Persentase Margin Laba Kotor stabil, namun indikator utama lainnya seperti Pendapatan Operasional, EBITDA, dan Laba Periode Berjalan meningkat karena pertumbuhan volume penjualan dan efisiensi operasional yang berkelanjutan di tengah tingginya biaya energi.

Setelah Pembayaran Dividen sebesar Rp500/saham yang dibagikan pada Agustus, maka jumlah Total Dividen untuk tahun 2020 sebesar Rp725/saham, Kas dan Setara Kas tetap kuat di Rp6,8 triliun tanpa hutang (zero debt) per 30 September 2021.

PT Indocement Tunggal Prakarsa Tbk. (“Indocement” atau “Perseroan”) membukukan volume penjualan domestik (semen dan klinker) secara keseluruhan sebesar 12,7 juta ton per Triwulan III/2021, lebih tinggi 594,8 ribu ton atau +4,9% dari periode yang sama tahun lalu. Volume domestik untuk produk semen saja tercatat sebesar 12,0 juta ton, lebih tinggi 328,4 ribu ton atau +2,8% sehingga pangsa pasar Perusahaan adalah 25,5% untuk Triwulan III/2021.

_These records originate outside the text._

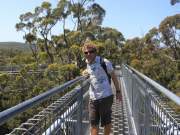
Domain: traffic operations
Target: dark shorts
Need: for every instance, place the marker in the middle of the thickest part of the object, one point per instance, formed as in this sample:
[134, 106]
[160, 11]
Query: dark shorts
[100, 110]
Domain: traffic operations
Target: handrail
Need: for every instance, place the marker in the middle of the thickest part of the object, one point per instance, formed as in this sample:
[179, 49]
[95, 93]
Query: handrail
[160, 88]
[11, 112]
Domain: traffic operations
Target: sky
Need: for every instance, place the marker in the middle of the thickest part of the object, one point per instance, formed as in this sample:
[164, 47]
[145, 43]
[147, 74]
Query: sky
[133, 18]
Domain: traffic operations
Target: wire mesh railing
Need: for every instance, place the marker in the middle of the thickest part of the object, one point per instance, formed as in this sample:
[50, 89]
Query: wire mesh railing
[147, 102]
[67, 115]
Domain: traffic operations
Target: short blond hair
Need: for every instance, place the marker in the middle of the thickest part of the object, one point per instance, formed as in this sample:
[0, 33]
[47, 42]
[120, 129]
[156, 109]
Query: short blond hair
[89, 46]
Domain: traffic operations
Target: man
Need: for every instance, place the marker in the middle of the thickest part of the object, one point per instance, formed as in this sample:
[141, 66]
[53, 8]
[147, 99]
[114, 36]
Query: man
[101, 96]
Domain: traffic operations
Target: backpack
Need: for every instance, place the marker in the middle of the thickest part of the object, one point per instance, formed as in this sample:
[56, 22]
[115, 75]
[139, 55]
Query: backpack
[103, 65]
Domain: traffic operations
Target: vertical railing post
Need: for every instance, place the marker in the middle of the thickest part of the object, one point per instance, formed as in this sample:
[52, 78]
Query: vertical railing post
[147, 124]
[79, 111]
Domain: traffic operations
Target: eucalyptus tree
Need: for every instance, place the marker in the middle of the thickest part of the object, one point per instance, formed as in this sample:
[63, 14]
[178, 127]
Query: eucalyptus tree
[170, 30]
[37, 26]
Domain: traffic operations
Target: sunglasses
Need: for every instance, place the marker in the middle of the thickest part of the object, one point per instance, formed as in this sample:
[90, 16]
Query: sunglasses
[92, 51]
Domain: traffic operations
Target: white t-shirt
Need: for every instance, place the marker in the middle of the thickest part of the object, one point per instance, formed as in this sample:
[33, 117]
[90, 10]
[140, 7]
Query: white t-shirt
[99, 83]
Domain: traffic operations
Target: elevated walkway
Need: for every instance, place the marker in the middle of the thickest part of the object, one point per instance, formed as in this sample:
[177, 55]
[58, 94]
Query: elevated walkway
[144, 109]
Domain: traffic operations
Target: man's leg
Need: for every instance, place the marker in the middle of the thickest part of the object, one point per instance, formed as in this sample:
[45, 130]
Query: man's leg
[107, 129]
[94, 130]
[94, 117]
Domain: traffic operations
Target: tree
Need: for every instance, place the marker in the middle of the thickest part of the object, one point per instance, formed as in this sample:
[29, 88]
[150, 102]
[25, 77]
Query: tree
[170, 30]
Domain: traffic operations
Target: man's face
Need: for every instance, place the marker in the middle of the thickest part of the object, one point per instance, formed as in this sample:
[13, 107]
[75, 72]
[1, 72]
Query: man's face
[90, 54]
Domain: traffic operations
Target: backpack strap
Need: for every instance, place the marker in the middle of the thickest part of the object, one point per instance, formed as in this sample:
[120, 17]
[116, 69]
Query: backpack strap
[103, 64]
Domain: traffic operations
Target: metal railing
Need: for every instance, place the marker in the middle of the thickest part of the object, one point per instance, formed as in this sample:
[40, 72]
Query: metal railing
[148, 107]
[67, 115]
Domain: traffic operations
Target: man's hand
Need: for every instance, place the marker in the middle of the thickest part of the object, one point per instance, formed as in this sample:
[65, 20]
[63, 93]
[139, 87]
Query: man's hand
[118, 96]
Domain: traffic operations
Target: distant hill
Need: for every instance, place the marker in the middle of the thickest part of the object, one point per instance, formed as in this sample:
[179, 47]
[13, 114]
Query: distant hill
[14, 46]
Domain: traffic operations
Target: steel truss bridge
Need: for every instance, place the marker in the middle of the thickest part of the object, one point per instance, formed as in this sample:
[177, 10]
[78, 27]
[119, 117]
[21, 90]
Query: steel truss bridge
[144, 109]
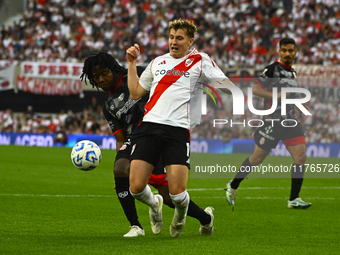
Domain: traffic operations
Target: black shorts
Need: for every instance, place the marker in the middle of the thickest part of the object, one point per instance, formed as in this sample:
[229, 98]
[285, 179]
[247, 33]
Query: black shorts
[269, 135]
[125, 151]
[151, 141]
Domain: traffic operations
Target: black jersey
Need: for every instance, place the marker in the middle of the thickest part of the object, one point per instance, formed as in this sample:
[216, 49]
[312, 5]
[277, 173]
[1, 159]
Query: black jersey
[278, 75]
[122, 112]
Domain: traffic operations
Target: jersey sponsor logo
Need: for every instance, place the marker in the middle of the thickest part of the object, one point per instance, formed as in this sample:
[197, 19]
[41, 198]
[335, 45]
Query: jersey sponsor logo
[173, 72]
[188, 62]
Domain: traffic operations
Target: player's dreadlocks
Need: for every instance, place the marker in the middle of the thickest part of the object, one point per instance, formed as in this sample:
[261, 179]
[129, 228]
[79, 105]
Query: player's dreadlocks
[103, 60]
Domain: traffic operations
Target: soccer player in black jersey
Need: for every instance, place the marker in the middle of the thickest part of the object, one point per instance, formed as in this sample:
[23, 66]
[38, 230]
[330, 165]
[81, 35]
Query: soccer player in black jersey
[123, 115]
[279, 74]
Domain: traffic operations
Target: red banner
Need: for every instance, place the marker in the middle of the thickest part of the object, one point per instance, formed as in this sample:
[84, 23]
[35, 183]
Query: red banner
[49, 87]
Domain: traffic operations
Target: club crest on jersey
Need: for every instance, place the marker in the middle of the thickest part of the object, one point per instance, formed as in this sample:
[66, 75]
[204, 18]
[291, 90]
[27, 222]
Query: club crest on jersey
[121, 97]
[188, 62]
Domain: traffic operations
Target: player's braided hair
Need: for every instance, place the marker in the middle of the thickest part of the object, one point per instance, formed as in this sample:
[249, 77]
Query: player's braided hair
[103, 60]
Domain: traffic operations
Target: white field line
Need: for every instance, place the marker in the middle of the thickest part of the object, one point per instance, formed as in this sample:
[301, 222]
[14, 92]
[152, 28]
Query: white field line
[190, 190]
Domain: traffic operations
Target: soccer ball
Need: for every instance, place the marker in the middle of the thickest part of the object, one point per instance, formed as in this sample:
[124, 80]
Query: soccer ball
[86, 155]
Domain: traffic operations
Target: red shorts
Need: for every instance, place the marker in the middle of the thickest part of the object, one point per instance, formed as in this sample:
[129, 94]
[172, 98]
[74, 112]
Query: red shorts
[158, 180]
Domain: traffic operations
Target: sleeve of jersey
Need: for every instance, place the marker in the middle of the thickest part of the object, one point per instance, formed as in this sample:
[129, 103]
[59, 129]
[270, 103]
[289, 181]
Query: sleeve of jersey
[211, 71]
[115, 125]
[146, 78]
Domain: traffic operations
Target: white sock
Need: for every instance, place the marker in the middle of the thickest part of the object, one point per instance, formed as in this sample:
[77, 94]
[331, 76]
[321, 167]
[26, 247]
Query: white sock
[146, 197]
[181, 202]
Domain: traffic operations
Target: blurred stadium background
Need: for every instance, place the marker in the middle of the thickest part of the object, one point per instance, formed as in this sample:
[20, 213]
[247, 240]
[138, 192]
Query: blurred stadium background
[44, 43]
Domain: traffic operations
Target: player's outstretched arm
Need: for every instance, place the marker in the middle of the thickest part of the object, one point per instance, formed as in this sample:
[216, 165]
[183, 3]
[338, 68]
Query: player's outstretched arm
[136, 91]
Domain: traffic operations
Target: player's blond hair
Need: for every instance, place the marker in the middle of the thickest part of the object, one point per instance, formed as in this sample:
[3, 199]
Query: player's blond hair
[184, 24]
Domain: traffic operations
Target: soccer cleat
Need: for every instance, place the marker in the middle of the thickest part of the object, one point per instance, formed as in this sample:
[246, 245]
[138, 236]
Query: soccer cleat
[230, 193]
[176, 227]
[297, 203]
[156, 218]
[206, 230]
[135, 231]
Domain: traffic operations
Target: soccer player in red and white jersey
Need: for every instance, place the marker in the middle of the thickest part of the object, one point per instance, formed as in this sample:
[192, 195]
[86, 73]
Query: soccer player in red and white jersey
[164, 131]
[279, 74]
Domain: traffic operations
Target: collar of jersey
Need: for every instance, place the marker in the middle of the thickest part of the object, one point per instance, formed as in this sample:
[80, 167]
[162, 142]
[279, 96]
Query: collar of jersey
[283, 64]
[115, 88]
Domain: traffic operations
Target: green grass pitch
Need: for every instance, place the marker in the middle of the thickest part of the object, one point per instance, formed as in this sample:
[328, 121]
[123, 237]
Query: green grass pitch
[47, 206]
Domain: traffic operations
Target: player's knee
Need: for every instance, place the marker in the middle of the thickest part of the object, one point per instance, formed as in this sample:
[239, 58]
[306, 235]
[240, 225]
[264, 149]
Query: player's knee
[256, 160]
[136, 189]
[167, 200]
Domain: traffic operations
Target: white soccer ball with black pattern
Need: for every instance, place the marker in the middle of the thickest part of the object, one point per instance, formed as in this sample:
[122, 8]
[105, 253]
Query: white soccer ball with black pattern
[86, 155]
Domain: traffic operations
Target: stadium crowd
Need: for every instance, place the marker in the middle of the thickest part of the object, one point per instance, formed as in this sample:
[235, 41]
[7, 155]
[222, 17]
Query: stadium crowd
[235, 33]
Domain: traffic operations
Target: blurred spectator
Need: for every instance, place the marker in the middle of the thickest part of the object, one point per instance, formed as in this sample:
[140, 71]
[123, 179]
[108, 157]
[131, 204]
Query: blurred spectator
[240, 33]
[61, 137]
[29, 113]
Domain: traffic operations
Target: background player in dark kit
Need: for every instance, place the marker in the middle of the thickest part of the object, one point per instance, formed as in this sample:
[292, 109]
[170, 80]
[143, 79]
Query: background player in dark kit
[123, 115]
[278, 74]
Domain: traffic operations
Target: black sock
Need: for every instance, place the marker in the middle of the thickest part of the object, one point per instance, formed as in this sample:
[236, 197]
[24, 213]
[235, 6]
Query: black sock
[246, 169]
[198, 213]
[297, 173]
[126, 200]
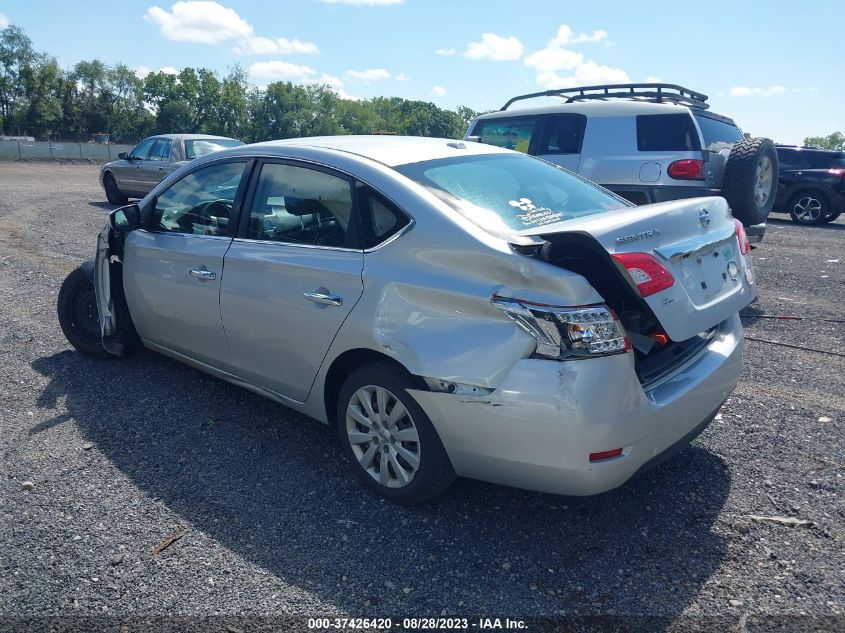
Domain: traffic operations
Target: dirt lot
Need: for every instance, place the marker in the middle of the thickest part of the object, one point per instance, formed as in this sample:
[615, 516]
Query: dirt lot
[126, 453]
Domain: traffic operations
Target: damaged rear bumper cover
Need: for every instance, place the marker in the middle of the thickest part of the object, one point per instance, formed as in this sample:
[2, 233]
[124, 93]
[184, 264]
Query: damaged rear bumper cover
[538, 428]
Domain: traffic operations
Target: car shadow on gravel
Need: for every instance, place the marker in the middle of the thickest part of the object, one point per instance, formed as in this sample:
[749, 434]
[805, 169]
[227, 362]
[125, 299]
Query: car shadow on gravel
[271, 486]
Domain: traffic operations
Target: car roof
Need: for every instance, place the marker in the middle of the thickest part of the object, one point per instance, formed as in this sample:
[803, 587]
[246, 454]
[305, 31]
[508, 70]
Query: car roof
[595, 109]
[193, 137]
[388, 150]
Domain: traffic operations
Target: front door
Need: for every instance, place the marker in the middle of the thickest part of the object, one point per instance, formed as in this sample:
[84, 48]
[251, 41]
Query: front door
[291, 276]
[172, 270]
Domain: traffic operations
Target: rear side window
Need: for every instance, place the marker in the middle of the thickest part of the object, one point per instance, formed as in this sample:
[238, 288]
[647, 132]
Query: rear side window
[508, 133]
[666, 133]
[298, 205]
[717, 132]
[562, 134]
[791, 159]
[380, 218]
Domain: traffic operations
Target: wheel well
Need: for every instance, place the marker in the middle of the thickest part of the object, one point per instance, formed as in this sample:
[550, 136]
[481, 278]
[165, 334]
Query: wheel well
[344, 365]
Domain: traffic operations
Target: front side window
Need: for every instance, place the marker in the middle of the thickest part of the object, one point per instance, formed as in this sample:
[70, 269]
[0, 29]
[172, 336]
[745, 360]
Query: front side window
[562, 134]
[201, 202]
[507, 193]
[508, 133]
[298, 205]
[380, 218]
[666, 133]
[142, 149]
[161, 150]
[200, 147]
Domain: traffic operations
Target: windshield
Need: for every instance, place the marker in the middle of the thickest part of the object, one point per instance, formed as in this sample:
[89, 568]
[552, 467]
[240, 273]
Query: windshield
[203, 146]
[503, 193]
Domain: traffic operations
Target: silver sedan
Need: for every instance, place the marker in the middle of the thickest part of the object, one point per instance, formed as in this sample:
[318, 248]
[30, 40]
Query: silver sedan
[450, 308]
[135, 173]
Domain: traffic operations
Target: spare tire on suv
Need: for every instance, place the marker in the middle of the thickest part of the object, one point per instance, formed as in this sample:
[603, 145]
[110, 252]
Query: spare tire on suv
[751, 179]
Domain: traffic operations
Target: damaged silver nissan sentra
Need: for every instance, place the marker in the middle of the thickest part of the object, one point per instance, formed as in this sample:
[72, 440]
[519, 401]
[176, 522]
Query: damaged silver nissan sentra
[453, 309]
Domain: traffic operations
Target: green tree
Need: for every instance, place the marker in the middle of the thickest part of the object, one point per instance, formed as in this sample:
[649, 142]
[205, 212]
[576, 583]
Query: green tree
[836, 140]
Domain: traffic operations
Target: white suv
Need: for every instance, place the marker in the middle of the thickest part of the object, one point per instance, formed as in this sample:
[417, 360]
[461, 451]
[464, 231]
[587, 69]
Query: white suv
[646, 142]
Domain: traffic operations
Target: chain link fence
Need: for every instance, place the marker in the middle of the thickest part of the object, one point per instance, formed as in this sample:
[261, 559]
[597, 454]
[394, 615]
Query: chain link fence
[53, 150]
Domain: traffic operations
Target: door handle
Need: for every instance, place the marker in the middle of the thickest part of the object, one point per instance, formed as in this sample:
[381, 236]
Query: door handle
[201, 273]
[320, 297]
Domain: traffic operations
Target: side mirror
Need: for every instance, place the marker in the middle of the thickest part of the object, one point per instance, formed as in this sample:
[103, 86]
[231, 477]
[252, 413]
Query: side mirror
[125, 219]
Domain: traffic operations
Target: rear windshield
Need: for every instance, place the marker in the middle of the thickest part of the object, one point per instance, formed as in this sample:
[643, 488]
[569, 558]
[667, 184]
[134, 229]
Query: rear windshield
[203, 146]
[507, 193]
[717, 132]
[666, 133]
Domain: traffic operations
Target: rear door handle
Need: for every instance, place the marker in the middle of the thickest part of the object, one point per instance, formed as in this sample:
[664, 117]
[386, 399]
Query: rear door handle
[320, 297]
[201, 273]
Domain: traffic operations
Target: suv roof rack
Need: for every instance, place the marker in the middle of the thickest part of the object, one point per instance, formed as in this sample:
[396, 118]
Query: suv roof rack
[655, 93]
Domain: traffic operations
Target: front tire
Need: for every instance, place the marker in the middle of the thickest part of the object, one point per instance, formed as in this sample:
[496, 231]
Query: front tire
[809, 208]
[78, 315]
[390, 441]
[113, 193]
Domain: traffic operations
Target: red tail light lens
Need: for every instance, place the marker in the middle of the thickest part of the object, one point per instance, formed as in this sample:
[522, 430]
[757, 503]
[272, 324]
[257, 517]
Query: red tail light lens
[744, 244]
[648, 273]
[689, 169]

Volume penjualan Perseroan untuk luar Jawa tumbuh +9,2% dengan pangsa pasar 15,6% lebih tinggi dari Jawa sebesar +0,5% dengan pangsa pasar 34,1%. Peningkatan di luar Jawa terutama terjadi di Sulawesi dengan pertumbuhan volume penjualan sebesar +48,0% dengan pangsa pasar 9,3%, hal ini terutama didukung oleh pertumbuhan produk bulk dari proyek smelter di Konawe, diikuti oleh pertumbuhan penjualan di Kalimantan sebesar +12,7% dengan pangsa pasar 21,0 % dan Sumatera sebesar +9,5% dengan pangsa pasar 13,0%.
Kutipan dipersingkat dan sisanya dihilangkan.